Public Eye

Dockers' strike is a struggle to restore the city's soul

PUBLISHED : Wednesday, 10 April, 2013, 12:00am
UPDATED : Wednesday, 10 April, 2013, 3:14pm

It's easy to mistake the dockers' strike as just that. But it's more than just industrial action for better pay and conditions. The strikers and their supporters consider it a struggle to restore the soul that Hong Kong has lost to the greed that permeates our society. Why do you think so many ordinary Hongkongers are cheering on the strikers with millions of dollars in cash and food donations? Would they be as pumped up if the strike had been against just any other company and not Hong Kong International Terminals (HIT), which is controlled by tycoon Li Ka-shing? Of course not. Once loved as a rags-to-riches superman, Li is now loathed by many Hongkongers. They see him and the other tycoons as having sold Hong Kong's soul to feed their greed. And that's what spawned the anti-tycoon term "property hegemony". And it's also why union leaders fronting the dockers' strike are purposely hurling out Li's name to pump up the people even though subcontractors, not Li's company, are directly responsible for pay and conditions. When union leaders reveal horror stories of crane operators having to work 12-hour shifts without even proper toilet breaks, and dock workers earning less now than a decade ago, the people get worked up. They are angry and aghast that a profitable Li-owned company could be so heartless. By cheering on the strikers they are venting their pent-up anger against what they see as an unfair society controlled by tycoons and the business lobby that has produced unaffordable housing, increasing poverty and the widest wealth gap in the developed world.
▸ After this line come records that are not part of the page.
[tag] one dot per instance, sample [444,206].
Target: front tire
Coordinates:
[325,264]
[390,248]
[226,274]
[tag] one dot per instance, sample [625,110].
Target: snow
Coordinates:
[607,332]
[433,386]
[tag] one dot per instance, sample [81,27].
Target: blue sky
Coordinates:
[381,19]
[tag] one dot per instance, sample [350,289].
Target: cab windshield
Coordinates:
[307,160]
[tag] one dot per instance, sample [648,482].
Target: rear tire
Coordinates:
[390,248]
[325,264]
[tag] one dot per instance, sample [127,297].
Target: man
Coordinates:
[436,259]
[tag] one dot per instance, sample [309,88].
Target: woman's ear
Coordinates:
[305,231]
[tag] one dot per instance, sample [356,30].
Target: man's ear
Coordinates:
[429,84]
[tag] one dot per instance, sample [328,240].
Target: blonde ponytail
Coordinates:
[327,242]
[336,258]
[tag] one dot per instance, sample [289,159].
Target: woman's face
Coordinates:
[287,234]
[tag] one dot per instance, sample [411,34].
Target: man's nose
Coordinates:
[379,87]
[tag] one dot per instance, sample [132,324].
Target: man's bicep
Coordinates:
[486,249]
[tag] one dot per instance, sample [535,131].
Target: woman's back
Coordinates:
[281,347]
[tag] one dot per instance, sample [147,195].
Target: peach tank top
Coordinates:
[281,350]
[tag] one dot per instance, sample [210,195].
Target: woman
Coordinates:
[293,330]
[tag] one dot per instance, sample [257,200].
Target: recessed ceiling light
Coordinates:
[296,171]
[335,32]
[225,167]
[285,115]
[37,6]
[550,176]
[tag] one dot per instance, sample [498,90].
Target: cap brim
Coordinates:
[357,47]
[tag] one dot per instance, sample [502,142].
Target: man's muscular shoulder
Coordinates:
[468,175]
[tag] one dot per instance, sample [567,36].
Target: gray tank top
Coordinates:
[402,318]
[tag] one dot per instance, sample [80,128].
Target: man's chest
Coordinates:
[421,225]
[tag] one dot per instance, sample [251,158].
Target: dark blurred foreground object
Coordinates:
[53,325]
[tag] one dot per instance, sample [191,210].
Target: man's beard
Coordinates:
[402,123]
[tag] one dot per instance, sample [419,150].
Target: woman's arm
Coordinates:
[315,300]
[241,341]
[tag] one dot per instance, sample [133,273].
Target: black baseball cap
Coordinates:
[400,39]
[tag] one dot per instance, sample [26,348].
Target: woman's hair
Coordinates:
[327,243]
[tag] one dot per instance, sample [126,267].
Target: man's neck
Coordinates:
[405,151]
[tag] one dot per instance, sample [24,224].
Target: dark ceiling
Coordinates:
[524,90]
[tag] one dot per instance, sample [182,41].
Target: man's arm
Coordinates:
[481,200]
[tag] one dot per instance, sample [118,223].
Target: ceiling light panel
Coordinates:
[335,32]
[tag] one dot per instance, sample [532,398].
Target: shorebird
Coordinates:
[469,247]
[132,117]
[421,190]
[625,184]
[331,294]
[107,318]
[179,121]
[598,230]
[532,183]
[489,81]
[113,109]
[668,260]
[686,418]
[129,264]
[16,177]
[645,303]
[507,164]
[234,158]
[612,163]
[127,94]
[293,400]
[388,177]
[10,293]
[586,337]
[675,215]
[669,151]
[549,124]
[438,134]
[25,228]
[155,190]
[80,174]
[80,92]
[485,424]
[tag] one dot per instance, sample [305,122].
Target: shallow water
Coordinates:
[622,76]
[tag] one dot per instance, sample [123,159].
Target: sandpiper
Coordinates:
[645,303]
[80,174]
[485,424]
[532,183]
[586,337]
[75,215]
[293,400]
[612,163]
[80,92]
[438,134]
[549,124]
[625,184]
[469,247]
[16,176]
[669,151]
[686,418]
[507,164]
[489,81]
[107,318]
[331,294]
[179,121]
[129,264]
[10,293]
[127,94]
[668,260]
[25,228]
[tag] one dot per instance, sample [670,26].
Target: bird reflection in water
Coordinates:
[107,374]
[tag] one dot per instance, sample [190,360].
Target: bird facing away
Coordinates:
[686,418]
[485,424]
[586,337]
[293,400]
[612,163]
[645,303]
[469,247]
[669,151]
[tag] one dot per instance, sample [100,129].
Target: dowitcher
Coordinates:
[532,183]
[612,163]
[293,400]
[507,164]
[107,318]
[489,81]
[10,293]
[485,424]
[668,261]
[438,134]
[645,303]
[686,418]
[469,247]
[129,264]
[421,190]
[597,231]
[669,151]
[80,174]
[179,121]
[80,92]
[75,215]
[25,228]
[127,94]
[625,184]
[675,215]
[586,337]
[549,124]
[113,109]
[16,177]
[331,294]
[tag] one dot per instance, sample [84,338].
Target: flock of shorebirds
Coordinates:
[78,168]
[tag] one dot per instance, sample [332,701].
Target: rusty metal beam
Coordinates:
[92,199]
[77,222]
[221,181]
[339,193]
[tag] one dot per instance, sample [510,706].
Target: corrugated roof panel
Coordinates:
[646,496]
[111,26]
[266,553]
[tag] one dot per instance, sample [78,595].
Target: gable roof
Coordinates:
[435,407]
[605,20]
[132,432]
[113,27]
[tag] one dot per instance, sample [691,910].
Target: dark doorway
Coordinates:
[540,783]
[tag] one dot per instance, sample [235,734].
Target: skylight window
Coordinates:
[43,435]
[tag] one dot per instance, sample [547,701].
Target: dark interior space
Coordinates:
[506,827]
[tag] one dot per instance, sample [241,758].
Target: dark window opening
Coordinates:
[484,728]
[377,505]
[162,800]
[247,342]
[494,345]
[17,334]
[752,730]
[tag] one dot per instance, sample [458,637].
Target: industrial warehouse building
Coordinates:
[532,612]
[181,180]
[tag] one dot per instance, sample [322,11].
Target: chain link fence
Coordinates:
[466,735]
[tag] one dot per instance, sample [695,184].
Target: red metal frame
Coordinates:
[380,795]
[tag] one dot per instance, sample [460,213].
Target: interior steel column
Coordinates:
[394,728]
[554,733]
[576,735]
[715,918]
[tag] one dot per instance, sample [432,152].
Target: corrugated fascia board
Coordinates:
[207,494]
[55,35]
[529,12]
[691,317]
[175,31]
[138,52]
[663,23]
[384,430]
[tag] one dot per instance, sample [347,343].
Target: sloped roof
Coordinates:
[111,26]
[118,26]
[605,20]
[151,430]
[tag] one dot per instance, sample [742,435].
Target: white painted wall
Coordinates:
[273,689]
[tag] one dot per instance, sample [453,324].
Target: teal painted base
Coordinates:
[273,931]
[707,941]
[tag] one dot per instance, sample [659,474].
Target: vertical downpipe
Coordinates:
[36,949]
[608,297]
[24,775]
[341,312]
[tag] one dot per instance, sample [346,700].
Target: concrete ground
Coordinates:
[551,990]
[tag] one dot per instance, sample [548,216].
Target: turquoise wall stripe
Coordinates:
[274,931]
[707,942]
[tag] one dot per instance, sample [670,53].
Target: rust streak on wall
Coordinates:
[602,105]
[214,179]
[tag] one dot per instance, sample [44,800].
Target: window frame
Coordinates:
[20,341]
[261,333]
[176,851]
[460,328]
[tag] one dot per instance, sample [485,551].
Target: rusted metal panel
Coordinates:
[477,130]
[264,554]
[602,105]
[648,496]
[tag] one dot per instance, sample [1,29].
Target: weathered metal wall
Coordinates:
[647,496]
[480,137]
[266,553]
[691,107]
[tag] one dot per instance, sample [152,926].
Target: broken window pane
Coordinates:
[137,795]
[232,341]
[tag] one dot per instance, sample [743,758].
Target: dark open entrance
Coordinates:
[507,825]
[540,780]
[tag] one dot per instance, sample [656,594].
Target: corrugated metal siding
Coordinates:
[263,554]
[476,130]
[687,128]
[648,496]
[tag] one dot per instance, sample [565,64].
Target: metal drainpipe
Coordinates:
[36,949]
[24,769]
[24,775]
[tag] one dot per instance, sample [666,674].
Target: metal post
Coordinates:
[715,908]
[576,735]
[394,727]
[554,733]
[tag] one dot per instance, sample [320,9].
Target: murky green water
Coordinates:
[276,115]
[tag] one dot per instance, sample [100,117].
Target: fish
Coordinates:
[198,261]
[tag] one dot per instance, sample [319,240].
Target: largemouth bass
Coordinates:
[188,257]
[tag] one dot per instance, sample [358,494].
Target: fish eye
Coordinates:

It's time for democrats to wake up to reality

Has Public Eye gone over to the dark side? Some say we've betrayed democracy. But let's get this straight: is it an act of betrayal to democracy to say it's idiotic for the democrats to make the right to confront the central government the cornerstone of their universal suffrage battle? We call it knocking some sense into the democrats. Must Public Eye say it over and over again? Mainland leaders will never allow anyone who opposes the central government by questioning the legitimacy of its communist rule to become the city's chief executive. Please wake up and smell that fact. Don't be suckered into a stalemate in the battle for credible universal suffrage starting in 2017. It would give Beijing the perfect reason to renege on its promise.


Market-cooling measures finally biting … just a bit

At last, we can smell blood. Just a whiff, but it's a start. Market-cooling measures are finally biting. Home sales are dropping; they fell nearly 30 per cent last month. But that's just sales, not prices. A drop in home sales is meaningless for those priced out of the market if it isn't matched with a drop in prices. Chief Executive Leung Chun-ying promised to make housing affordable. The cooling measures were meant to put a brake on rising prices too, not just sales. Home prices are at preposterous levels. Some greedy home sellers, sensing they may have exhausted their greed, are cutting prices. Property developers also smell the change in the air. They're rushing their flats onto the market before the cooling measures bite hard. But prices need to come down a lot more. The greed that has contaminated our property market must be exorcised. Leung says he has the guts to confront the property developers. Well, then start smelling the blood and go for the kill. Impose cooling measures that actually force prices down. And slap rent controls on our vulture landlords. It's best to kick when the other side's down.